There’s no shortage of American heroes throughout the history of film. Heroes are a global thing, but when your base of operations is in America and Americans were once your biggest audience, there’s going to be a little bias.
Seeing as it is the holiday weekend and freedom can never truly just contain itself to one day, I thought it’d be nice to look back and pick out some of the greatest patriots throughout cinema.
I didn’t take this lightly and this ranking is sure to ruffle a few feathers. The one problem you run into, especially with the films of the eighties, is the sheer wealth of options. I also didn’t want to say one is truly better than the other, so I would look at it as a group of ten instead of a top ten. Doesn’t matter where they land, they’re still gonna kick your ass for America.
The only sure thing here is that no one who starred in a movie with the words “patriot” in the title is included on this list. That means you Mel Gibson. Even if that scene where you hacked up those red coats alongside the road was pretty cool.
Be sure to share your favorites in the comments. There are plenty more to go around out there.
Superman (Christopher Reeve / Superman The Movie) – I know this is going to be a problem right off the bat, but there is a good reason for this choice. Captain America is probably an obvious choice and a strong one to boot. So why did I go Superman? Easy. Steve Rogers had no choice but to be Captain America. He’s a super-soldier built to be a propaganda machine. Superman had a choice and he chose America.
Kal-El might’ve crashed landed in Smallville and raised under an American roof, but he’s Superman. He could go anywhere and do anything. Yet he chooses to stick by the red, white, and blue. Not only that but he’s the definition of the American experience: an immigrant that came to this planet with nothing, managed to work his way up and then become the greatest superhero of all time.
Sure that commie Superman from the comics might’ve shunned the nation and took off walking across the country to win it back. The comics are a mess. Movie Superman is American through and through.
Chuck Norris (Invasion USA) – This is a choice where there were many options to go with, but I had to with Chuck Norris. Stallone as Rambo could’ve fit, especially with First Blood Part 2. But much like this nation turned its back on him, I am doing the same because he was a criminal. He held an entire town hostage.

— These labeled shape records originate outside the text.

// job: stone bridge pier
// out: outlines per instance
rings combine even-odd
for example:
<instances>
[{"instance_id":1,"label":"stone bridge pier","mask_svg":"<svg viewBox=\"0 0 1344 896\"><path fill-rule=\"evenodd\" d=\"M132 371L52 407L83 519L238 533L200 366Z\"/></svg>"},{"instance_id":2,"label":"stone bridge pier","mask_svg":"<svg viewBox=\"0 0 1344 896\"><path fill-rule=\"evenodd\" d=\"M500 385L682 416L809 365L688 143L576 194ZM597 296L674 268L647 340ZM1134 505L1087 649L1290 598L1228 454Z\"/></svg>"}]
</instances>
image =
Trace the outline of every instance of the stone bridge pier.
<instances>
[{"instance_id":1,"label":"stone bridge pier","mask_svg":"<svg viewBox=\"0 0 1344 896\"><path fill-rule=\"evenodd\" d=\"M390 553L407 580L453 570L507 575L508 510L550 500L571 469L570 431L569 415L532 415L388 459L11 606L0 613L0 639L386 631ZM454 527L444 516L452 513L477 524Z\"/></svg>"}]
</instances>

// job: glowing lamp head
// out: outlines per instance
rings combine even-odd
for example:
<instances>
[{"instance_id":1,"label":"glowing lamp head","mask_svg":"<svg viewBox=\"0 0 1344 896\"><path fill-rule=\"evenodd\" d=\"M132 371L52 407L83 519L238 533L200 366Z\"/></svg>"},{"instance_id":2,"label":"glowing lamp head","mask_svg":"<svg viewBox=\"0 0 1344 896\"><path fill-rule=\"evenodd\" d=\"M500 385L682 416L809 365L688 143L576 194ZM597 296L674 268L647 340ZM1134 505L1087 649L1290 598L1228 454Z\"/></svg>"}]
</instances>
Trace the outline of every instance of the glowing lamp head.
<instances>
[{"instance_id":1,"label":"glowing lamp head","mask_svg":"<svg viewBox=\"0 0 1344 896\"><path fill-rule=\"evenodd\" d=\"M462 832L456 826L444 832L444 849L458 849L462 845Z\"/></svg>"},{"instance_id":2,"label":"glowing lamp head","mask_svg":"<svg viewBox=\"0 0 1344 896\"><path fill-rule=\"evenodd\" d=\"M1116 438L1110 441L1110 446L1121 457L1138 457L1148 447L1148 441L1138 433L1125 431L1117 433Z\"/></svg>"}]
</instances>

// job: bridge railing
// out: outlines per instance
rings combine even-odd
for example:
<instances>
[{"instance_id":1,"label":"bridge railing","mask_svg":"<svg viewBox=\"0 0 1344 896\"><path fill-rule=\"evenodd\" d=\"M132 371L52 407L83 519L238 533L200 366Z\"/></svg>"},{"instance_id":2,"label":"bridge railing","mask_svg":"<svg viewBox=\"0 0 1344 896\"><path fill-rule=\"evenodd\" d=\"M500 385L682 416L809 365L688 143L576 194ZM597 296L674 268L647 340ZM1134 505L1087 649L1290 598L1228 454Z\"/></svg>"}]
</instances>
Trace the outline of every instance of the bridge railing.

Norris was always that American guy in movies and he always seemed to be the good guy through and through. There was no questionable nature behind his allegiances and he proved it with his fists, feet, and firearms. No better film shows this than Invasion USA, the film where Norris plays former CIA operative Matt Hunter and must repel a small invasion of communist terrorists from Southern Florida. It’s gold and you need to seek it out if you haven’t seen it.
Casey Ryback (Under Siege) – Casey Ryback might be rough around the edges in the Under Siege films, but he’s a loyal warrior at his core. He’s an easy choice. Not only is Ryback Steven Seagal’s big budget breakthrough, the pay off for his string of successful movies in the late 80s, but he’s also a disgraced Navy SEAL that took a lower job to stay in the military.
Ryback could’ve easily just opened a sub shop in Pismo Beach and worked on his guitar playing in an effort to get the poonani. But no, he took a lowly job as a cook and stayed aboard a battleship. Imagine how the movie plays out if Ryback isn’t there? Everyone drowns in the bowels of the ship and Hawaii is turned into a nuclear wasteland.
Throw in the respect for those who came before him, namely the World War II retirees visiting the ship during the hostage situation, and you have a golden patriot. Cue up the stereotypical Seagal bad ass resume:
Jim Garrison (JFK) – This is my wild card pick. Garrison from Oliver Stone’s exercise in insanity (only recently replaced by his Untold History of The United States series) is the perfect example of someone acting in the same manner that the Founding Fathers would.
It isn’t about him being correct or victorious in the end, but more about his heart and desire inside. He believes in America and loves the America that supposedly died with Kennedy. The optimism of the space race is replaced by controversy and conspiracy. He’s not only fighting to find out who kill Kennedy, he’s also fighting for the soul of a country. Where the other people on this list might be the types who lined up to shoot the president dead in the first place, under orders of course, Garrison is against the grain and a renegade.
Where a renegade like Rambo chooses to shoot up an expensive room full of equipment in protest, Garrison uses the court room and the prized American judicial system to win his point. Even if the movie is a crazy, crazy piece of fiction.